Any diehard Boston Red Sox fan knows all too well the many humiliations that the team suffered for decades – at least until the franchise finally shook off the Curse of the Bambino by becoming World Series champions in 2004.
In the annals of Red Sox ignominy, perhaps no loss is more crushing than Game 6 of the 1986 World Series. Pitted against the New York Mets, the Red Sox went into the 10th inning of that game with a two-run lead. The mood was electric, with Boston poised for its first World Series win since 1918.
Then came the inevitable. The Mets scored a run on three consecutive hits, and a wild pitch by Boston reliever Bob Stanley brought in the tying run from third base. What followed still haunts the collective memory of Red Sox Nation. The Mets' Mookie Wilson hit a routine grounder to Boston first baseman Bill Buckner. The ball rolled between his legs and into the outfield, allowing New York to win 6-5. The Mets, naturally, prevailed in Game 7.
Celebrated author Don DeLillo taps the metaphorical implications of that ill-fated game in his script for the aptly titled Game 6. Michael Keaton portrays Nicky Rogan, a successful playwright whose new work is premiering on Broadway the evening of Oct. 25, 1986 -- the same time that the Red Sox square off against the Mets for Game 6 at Shea Stadium.
This marks a real dilemma for Nicky, a long-suffering Bosox fanatic who can recite with masochistic abandon his team's history of heartbreaking losses. "They pound in your head like the hammer of life," Nicky tells some Mets fans at a bar. "You can analyze a Red Sox game day and night for a month and still uncover really complex layers of feelings, feelings you didn't even think you were capable of having."
But the World Series might just be the least of Nicky's worries. His best friend and fellow playwright, Elliott (Griffin Dunne), is in the throes of a nervous breakdown brought on by a preternaturally vicious review from a preternaturally vicious theatre critic (Robert Downey Jr.) who is slated to attend Nicky's opening night. Then there is Nicky's leading man (Harris Yulin), who has a brain parasite causing him to forget his lines. And if that isn't enough, our protagonist learns from his daughter (Ari Graynor) that his wife (Catherine O'Hara) is conferring with a divorce lawyer prominent enough to own his own submarine.
DeLillo's dialogue, while witty and finely honed, is steeped in a literary tradition that feels further confined by Michael Hoffman's stagy direction. For a movie ostensibly about baseball, Game 6 pitches an awful lot of talk our way -- and a good deal of it isn't convincing.
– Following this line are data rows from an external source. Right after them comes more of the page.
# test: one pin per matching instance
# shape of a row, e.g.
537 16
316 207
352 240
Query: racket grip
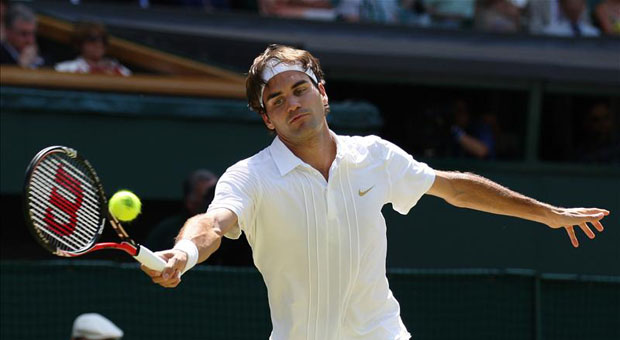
149 259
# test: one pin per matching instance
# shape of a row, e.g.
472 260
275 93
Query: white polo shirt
321 245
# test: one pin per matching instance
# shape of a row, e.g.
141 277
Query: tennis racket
66 208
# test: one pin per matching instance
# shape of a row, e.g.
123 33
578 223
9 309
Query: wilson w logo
71 184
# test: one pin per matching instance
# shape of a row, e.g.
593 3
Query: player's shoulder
259 163
371 144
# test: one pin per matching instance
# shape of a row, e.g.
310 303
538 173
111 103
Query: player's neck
318 151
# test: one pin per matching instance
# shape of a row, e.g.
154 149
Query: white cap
95 326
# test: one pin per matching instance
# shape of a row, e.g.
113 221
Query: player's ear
267 121
323 95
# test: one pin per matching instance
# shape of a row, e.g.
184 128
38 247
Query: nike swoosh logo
362 193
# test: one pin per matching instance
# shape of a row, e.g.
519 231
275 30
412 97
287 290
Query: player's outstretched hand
568 218
170 277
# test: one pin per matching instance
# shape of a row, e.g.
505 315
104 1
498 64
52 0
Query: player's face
295 106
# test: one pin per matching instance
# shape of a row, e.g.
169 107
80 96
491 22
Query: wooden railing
151 84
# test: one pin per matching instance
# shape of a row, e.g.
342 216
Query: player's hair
254 81
88 30
19 12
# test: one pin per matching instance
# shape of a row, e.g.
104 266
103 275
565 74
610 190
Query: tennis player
310 207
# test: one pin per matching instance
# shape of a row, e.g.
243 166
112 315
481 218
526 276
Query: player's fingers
598 225
148 271
169 269
572 236
597 211
587 230
172 283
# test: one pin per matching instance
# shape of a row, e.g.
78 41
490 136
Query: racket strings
64 203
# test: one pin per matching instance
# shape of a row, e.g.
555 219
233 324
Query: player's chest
303 203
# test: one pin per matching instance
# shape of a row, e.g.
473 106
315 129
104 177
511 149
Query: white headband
275 67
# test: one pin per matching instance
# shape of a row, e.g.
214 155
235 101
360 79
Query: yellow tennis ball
125 205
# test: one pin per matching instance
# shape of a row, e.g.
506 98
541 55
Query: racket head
64 204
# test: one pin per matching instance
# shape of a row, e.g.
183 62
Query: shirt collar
286 160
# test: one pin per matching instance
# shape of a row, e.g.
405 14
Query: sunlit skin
295 110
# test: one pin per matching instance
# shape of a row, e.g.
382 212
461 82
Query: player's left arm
467 190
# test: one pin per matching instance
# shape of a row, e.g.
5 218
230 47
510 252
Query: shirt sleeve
237 191
408 178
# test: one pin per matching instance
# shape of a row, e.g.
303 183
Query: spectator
497 16
450 13
91 39
471 139
600 142
20 47
305 9
383 11
93 326
571 22
608 16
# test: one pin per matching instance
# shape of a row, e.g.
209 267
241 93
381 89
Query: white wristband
191 250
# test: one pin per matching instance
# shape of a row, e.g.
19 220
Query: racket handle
149 259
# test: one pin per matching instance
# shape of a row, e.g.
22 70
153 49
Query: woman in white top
91 40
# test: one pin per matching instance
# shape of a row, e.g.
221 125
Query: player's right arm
206 232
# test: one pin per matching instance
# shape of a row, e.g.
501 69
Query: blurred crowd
452 126
547 17
18 44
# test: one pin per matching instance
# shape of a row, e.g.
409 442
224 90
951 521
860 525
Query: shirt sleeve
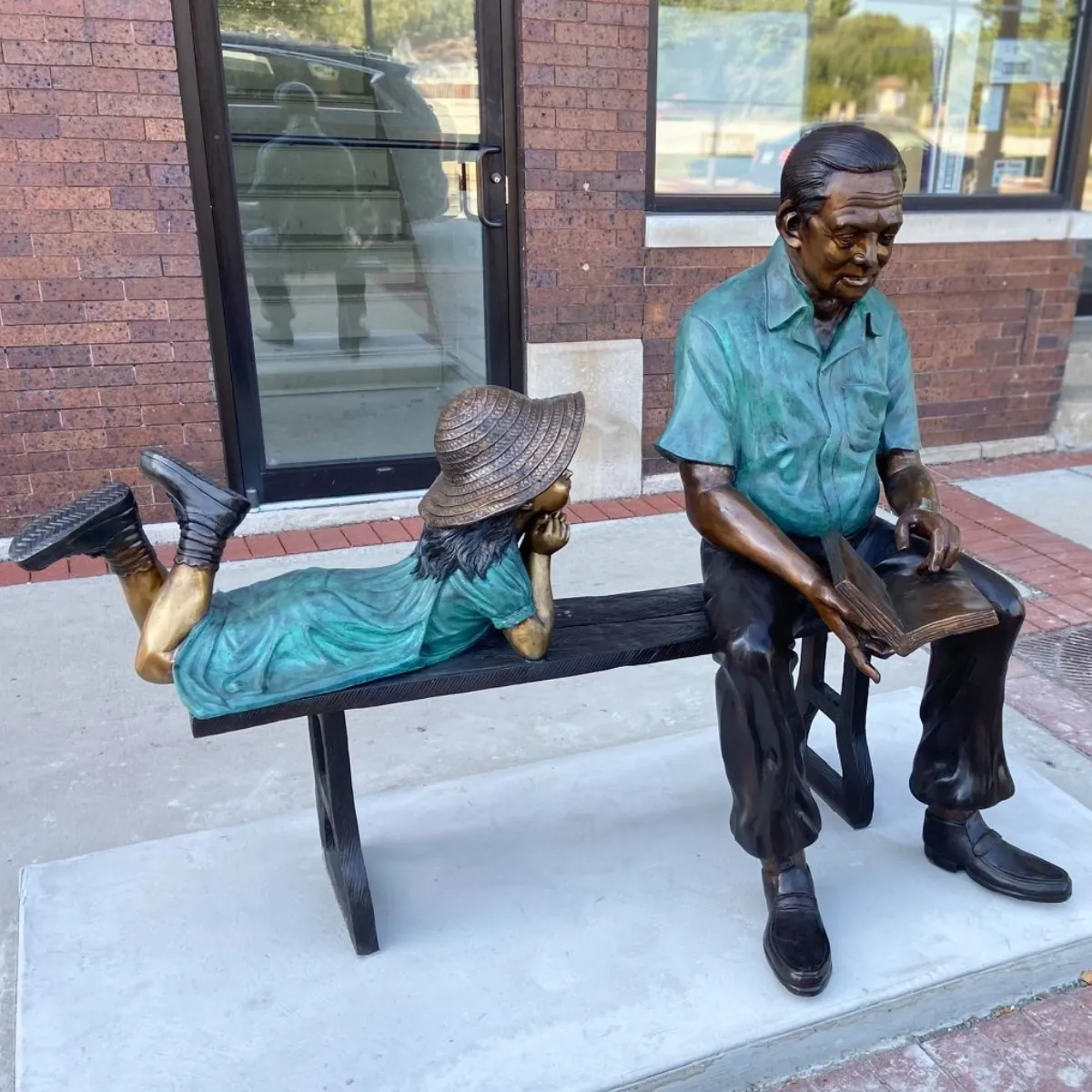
503 593
703 425
900 427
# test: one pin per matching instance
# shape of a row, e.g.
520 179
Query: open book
904 607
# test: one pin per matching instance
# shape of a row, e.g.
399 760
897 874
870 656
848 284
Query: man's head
841 207
295 98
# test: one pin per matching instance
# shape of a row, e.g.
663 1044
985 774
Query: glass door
359 196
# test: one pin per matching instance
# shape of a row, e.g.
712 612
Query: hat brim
521 468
As Nicky flits from episode to episode, the movie is too tidy and contrived for its own good. The viewer can almost see the puppet strings directing these characters around a Manhattan crowded with metaphors.
Still, if there is an actor who can sell such verbosity with ease, it is Michael Keaton, who turns in a superb performance as a man addicted to the romance of losing. He almost manages to turn Game 6 into a win -- almost.
The 1.85:1 widescreen is of solid, if unremarkable, quality. A few portions are a little grainy, while colors are a bit muted in some scenes. These minor flaws, however do not detract from the movie-watching experience.
Viewers can select between Dolby Digital 5.1 and Stereo 2.0. A talky movie, Game 6 requires only that DeLillo's smart and incisive dialogue be audible. For the most part, the sound is fine. The volume is inconsistent in a few spots. Subtitles are available in Spanish.
Director Hoffman offers a congenial and informative commentary. Considering that he is soloing it, the track is surprisingly expansive; he discusses everything from the project's origins to the rigors of a tight shooting schedule and shoestring budget. That said, there are a few unavoidable patches of dead air. Hoffman is a fine commentator, but it would have been helpful if there had been another participant with whom he could interact.
An informative 15-minute Making Game 6 featurette incorporates clips from the film and interviews with Hoffman, Dunne, Keaton, Graynor, co-producer Amy Robinson and others. While this mini-documentary certainly doesn't stray far from a typical promotional video, it is more illuminating than most and helps viewers appreciate the rigors of making a movie of this caliber for less than $500,000.
A curious extra is Game 6 Stories, scrolling text in which 10 hardcore Red Sox fans -- folks we've never heard of -- offer accounts of their suffering through that infamous '86 World Series game. All I can guess is that this must have looked like a great idea on paper.
The DVD includes a theatrical trailer.
Game 6 is a decent outing that warrants respect, but it falls short of true resonance. Despite a terrific pedigree, the film is too tightly contrived. Keaton's Nicky Rogan elicits our sympathy, but he's not terribly interesting -- nor do we ever get the impression that he really has much at stake, either with his play or the Series game.